“But you don’t look ill?”
That is a remark I get from loads of people when I explain I live with Epilepsy. The truth is the majority of the days you cannot even tell I have it – you can’t tell anyone has it unless they have a seizure and that is what makes this condition just that little bit more frustrating.
I was diagnosed with epilepsy during year 8 at school what I was yet to know is how much my life would change from the moment I had my first seizure. For the first couple of months I was having seizures weekly they then started getting further and further apart once I was prescribed anti-epileptic drugs I was only getting them once a month, if that. However, even though my seizures were declining when I eventually had one they were a lot worse than the ones I had weekly. We discussed this with my specialist who told me that in terms of how ferocious the seizure is I am better off having them frequently as they are less angry than those that a few and far between.
On May 30th I had been two years since I had my last major seizure, yes I have had little vacant episodes here and there but none where I am violently shaking. I was starting to wonder if I had grown out of the violent seizures and if absence seizures were all I was going to have now then I could happily live with that. However, the excitement was short lived.
On the 2nd of June as I was brushing my hair everything went black I was having a grand-mal Seizure. According to my other half – Ryan, I fell backwards unsure whether I had lost consciousness followed by generalized body stiffening and then I started to violently jerk and into a deep sleep… During the jerking phase I had bitten my tongue and blood was coming out of my mouth and it was sounding like I was struggling all of which required an ambulance and my emergency medicine so Ryan had to put me in the recovery position so that I didn’t choke on my blood and go seek help from my mum he was also covered in blood and my mum can’t stand the sight of blood so she was no help (she admits that) so Ryan was looking after me and stripping the bed sheets at the same time!
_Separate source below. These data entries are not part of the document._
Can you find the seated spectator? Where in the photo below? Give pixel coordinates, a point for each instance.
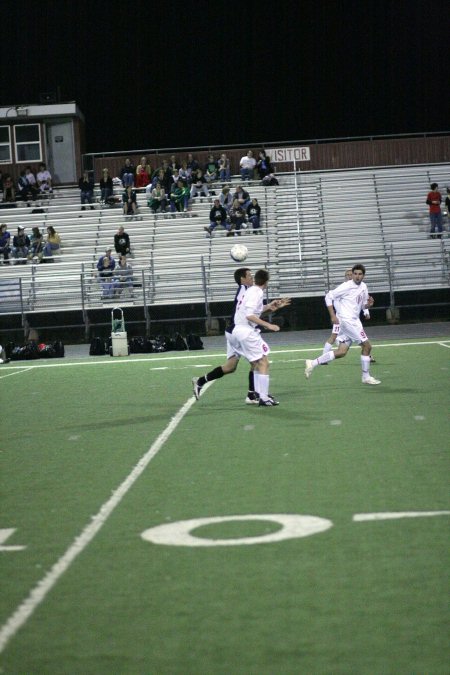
(242, 196)
(217, 217)
(158, 199)
(198, 185)
(179, 197)
(237, 218)
(9, 193)
(5, 240)
(254, 215)
(263, 165)
(247, 165)
(53, 242)
(86, 185)
(106, 187)
(226, 199)
(143, 173)
(122, 242)
(224, 168)
(21, 245)
(129, 201)
(124, 275)
(44, 179)
(106, 265)
(37, 245)
(127, 173)
(211, 170)
(192, 163)
(26, 191)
Within a couple of hours I was starting to come around however I still wasn’t 100%. It was soon 3am and still no ambulance but I totally get that the NHS is extremely over stretched, and that there will be many, many more people who were in need of that ambulance more than I was.
All that is left to say is a massive thank you to Ryan and all he does for me, he has only ever seen me have one before this one and this was on a whole new level but he managed to keep a level head and support me when I was at my weakest. It is so easy for people to freeze when faced with something like this but he made sure that I was safe and that I received minimal injuries. The outcome could have been much, much worse if it wasn’t for his quick actions. I owe everything to him and no amount of words will ever thank him enough.
So please, when someone mentions their hidden illnesses please, please don’t use the phrase “But you don’t look ill” because you can guarantee that deep inside they are fighting a never-ending war, and this doesn’t just apply to epilepsy it applies to many, many other conditions too.